Il canyon Dohrn, il braccio di mare proprio davanti alla villa comunale di Napoli, custodisce preziosi segreti. Lo sanno bene i ricercatori della della Stazione zoologica Anton Dohrn di Napoli, del Cnr, dell’Enea e dell’Università politecnica delle Marche, impegnati proprio in queste acque, a bordo della nave Minerva1, per il programma nazionale di ricerca marina “Ritmare”.

Il progetto interessa la ricerca di  spazzatura e di fonti di inquinamento nel Tirreno, ma i ricercatori si sono invece trovati ad osservare, con il loro Rov (robot subacqueo per grandi profondità, teleguidato e munito di videocamera), un incredibile ecosistema, una biodiversità mai osservata a tali profondità. In particolare hanno individuato un mollusco “gigante”,  circa venti centimetri di lunghezza, appartenente a una specie che si credeva scomparsa nei mari italiani. Si tratta dell’ostrica Neopycnodonte zibrowii, conosciuta solo in pochissime località (Sardegna, Baleari e Alboran), una specie marina antichissima che può vivere anche diversi  secoli.

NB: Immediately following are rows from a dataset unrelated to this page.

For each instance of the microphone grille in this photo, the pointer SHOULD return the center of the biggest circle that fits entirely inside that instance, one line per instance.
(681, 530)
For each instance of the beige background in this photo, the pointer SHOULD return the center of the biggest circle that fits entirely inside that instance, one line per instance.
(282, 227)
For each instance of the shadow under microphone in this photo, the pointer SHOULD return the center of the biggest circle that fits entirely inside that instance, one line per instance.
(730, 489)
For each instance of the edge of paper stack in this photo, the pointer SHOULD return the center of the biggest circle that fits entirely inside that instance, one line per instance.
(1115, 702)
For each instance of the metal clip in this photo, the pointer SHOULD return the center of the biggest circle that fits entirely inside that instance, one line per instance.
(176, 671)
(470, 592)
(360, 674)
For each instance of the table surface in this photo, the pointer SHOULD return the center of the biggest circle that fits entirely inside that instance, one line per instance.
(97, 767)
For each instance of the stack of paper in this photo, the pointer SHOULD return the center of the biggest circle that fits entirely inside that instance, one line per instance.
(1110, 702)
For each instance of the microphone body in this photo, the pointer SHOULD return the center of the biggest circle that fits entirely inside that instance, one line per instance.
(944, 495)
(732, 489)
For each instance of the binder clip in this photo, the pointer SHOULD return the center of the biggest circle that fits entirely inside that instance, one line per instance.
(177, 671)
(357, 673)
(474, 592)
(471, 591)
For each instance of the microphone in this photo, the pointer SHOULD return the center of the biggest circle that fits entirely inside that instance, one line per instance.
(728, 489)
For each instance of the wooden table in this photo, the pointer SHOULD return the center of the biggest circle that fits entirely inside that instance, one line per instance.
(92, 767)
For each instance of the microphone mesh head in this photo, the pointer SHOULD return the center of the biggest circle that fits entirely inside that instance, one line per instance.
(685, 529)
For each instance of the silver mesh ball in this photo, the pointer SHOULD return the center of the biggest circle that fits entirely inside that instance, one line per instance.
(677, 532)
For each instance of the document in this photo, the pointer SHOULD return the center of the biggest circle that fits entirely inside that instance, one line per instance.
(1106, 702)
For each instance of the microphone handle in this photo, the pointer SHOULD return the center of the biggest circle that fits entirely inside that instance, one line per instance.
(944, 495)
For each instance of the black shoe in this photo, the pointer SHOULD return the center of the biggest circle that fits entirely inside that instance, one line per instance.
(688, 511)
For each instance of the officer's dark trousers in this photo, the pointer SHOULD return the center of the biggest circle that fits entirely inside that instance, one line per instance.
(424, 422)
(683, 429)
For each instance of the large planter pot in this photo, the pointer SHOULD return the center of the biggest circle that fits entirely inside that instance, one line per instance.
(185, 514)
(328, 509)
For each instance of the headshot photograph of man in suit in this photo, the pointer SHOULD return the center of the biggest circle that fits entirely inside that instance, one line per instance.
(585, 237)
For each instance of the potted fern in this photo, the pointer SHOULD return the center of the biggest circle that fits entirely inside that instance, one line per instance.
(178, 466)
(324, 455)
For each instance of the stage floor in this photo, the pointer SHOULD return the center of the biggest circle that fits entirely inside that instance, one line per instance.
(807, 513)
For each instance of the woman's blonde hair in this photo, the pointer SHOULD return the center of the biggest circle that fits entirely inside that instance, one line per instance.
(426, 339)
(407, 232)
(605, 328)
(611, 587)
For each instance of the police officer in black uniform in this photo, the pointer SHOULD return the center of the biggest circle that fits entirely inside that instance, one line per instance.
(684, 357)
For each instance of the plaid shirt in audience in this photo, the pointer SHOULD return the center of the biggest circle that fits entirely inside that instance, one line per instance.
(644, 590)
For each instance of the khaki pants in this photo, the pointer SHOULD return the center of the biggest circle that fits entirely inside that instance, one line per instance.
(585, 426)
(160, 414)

Ma le pareti del canyon esplorato da ricercatori, coordinati da Mario Sprovieri dell’Istituto per l’ambiente marino costiero del CNR, hanno anche rivelato la presenza di coralli bianchi, ed altre colonie di eccellenti molluschi come la Madrepora oculata e Lophelia pertusa, oppure l’eccezionale Acesta, mollusco bivalve di dimensioni prossime ai venti centimetri

“Segnali incoraggianti per la biodiversità del mare sul quale affaccia Napoli, come racconta Roberto Danovaro, presidente della Stazione Zoologica, di solito, nelle profondità marine si trovano organismi molto grandi o, viceversa, piccolissimi. Nella nostra campagna di ricerca, finalizzata all’individuazione delle problematiche ambientali del mare, i robot subacquei hanno restituito a sorpresa la complessa fotografia di una delle più grandi oasi sommerse di biodiversità delle coste italiane. Non c’è solo l’ostrica ‘gigante’, che era stata ritrovata soltanto morta lungo le coste, ma un elevato numero di specie particolari, tutte insieme: un vero orgoglio per il Golfo di Napoli. Da monitorare e salvaguardare”.